Home » RDBMS Server » Performance Tuning » A question about how to code a procedure to use dbms_parallel_execute package for a huge insert (11.2.0.4 on Linux)
A question about how to code a procedure to use dbms_parallel_execute package for a huge insert [message #672876] Tue, 30 October 2018 09:45 Go to next message
orausern
Messages: 826
Registered: December 2005
Senior Member
Hi Experts,

I am on Oracle 11.2.0.4 on Linux. I have a query to tune and a scenario in which the query executes fine for smaller data sets and takes more time for huge data set - when it inserts more than one million rows. Our application timeout is 60 seconds and when the data inserts is more than 1 million we are getting timeout. I want to try out dbms_parallel_execute package for this - to change that query to use this package. This question is specifically about this requirement. I am asking this question to specifically know about how to use DBMS_PARALLEL_EXECUTE package to make an insert go in parallel. (Please do not spend your time on other aspects of tuning as I will raise a new question for it if I need help on that.)

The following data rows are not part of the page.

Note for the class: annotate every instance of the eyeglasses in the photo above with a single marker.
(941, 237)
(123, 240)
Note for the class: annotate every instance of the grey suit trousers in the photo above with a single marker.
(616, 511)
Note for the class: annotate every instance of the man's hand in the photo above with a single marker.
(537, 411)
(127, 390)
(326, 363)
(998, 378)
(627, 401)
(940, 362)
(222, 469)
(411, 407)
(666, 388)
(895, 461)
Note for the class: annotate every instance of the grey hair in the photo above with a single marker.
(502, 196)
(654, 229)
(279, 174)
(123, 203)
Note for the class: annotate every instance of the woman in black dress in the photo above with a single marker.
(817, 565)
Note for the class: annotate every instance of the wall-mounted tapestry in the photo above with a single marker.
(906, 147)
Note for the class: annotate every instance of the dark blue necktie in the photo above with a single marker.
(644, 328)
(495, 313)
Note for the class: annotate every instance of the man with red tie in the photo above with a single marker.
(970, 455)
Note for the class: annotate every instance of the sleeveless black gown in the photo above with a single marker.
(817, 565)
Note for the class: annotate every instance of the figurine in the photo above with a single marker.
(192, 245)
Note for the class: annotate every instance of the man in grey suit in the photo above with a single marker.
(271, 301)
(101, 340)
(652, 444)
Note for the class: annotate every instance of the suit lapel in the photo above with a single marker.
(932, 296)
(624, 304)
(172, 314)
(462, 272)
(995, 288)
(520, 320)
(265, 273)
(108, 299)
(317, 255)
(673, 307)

For this I have the following setup: Basically a table with 4 column primary key (to mimic my actual issue) and a simpler insert into it from another table holding 1 million rows. But I am stumped at how to use dbms_parallel_execute for this. So many websites I referred are all giving references on DBMS_PARALLEL_EXECUTE for update statements but not for inserts. If someone can share how the insert can be paralleled - and for a table that does not have a single column primary key but a composite 4 column primary key, that will be very useful to me.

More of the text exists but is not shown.